When tenants were displaced, they were first moved to a Scarborough hotel. Most have since been resettled into two new supportive housing developments, one downtown and the other in Scarborough, Mueller said, although a handful of former tenants fell off their radar, disappearing to unknown locations.
She understands these kinds of redevelopment efforts take time. Still, she pointed to Toronto’s soaring homelessness as a reason for as much urgency as possible. “I wish the processes could move a lot faster.”
Becoming homes again
On a sunny, late April morning, the empty building was quiet. Most windows were boarded over, plastered with posters for a Bentway block party and a musical tribute show. One uncovered window, on the second floor, was wide open.
As a Star reporter looked closer at the rusted chains and metal fencing around the site, a passerby called out from the sidewalk: “You going to buy it?”
The man, who identified himself only as Nigel, has lived down the road for 25 years, and said the neighbourhood has changed radically around Strachan House in that time.
“If they decide to turn it into another condo-type dwelling, like everywhere else around here, I think they should still figure out how to use the façade,” he said. “I would really love to see it in better shape, but I’d also like to see it put to good use.”
That’s exactly what Gupta has in mind. “There were 80 supportive housing units initially on the site. We’d like to bring those back, or bring as many back as we can,” he said. To increase the density for the 500 market and affordable units he believes the site could accommodate, city hall needs a zoning and Official Plan change.
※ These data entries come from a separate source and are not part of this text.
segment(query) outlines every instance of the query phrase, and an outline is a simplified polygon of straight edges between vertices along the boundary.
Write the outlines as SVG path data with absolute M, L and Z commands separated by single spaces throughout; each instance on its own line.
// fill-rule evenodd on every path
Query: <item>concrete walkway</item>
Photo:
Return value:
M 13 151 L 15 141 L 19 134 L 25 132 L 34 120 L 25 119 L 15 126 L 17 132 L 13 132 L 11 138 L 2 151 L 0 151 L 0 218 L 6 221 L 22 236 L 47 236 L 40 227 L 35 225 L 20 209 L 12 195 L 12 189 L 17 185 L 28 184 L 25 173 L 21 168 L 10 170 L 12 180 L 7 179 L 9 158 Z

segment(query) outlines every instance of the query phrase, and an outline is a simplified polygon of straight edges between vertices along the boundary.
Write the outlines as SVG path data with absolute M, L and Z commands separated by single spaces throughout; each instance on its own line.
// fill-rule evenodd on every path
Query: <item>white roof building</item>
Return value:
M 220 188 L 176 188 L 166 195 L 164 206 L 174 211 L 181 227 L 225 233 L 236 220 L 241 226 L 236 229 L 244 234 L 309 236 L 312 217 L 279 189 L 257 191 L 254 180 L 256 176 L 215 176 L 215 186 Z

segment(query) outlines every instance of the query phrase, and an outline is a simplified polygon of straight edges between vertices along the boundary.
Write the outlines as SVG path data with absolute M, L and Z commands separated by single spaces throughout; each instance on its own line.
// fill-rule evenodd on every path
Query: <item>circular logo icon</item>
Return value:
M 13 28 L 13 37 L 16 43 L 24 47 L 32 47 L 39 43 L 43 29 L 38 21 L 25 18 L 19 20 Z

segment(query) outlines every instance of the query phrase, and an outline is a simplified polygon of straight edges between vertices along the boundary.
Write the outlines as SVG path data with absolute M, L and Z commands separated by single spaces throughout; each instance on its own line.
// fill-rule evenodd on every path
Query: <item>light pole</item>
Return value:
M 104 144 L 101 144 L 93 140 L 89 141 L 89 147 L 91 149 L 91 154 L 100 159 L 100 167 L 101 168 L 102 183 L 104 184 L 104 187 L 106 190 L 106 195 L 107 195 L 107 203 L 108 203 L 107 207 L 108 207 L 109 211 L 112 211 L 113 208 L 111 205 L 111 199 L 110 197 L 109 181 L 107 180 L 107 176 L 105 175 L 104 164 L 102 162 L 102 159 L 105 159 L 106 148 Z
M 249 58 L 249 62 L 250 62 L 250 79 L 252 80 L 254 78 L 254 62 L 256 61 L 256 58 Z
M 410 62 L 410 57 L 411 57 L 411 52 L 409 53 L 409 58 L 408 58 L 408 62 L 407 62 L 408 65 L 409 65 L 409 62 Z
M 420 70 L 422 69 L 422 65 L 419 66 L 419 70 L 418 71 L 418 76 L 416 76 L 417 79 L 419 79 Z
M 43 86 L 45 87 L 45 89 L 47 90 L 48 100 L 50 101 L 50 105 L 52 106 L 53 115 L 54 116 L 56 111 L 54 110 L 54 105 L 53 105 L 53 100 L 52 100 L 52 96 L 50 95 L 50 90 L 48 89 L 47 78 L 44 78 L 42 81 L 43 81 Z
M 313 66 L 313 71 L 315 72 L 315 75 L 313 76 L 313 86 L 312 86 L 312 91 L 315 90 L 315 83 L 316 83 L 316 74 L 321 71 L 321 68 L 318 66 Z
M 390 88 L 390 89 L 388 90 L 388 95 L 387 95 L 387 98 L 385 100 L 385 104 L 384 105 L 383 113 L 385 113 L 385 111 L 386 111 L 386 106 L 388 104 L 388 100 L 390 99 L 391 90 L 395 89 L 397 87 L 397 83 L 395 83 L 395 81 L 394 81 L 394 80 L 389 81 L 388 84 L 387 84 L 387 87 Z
Toronto city council first asked staff to look into any required bylaw amendments to redevelop the property in 2020. While Gupta wasn’t directly involved at the time, he suggested the pandemic disrupted many city projects.
City hall says a number of proposals have been batted around for the historic building since 2020. Earlier versions were lower in density and used parts of the existing building, a city spokesperson wrote in a statement, but that idea was “proven untenable.” The latest plan began taking shape in 2023, they said, with more density and a more “feasible” path for funding it.
A portion of the site was also listed on the Heritage Register this past December, as Gupta says CreateTO has been consulting with other city divisions about their priorities, and conducting planning and feasibility studies.
He hopes they can finish an application to rezone the site by later this year. If that’s approved by early 2026, and the city secures any needed development partners, he hopes they can break ground in 2027 — followed by around three years of construction, putting the most optimistic opening date around 2030.
The financial picture has changed since the site emptied — as Toronto has shifted from a red-hot development sphere to one where many projects are struggling to launch. But Gupta is eager to find a fix after years of vacancy.
“Hopefully we can make it all work,” Gupta said. “We recognize that there is a housing shortage — and it’s something that’s deeply needed.”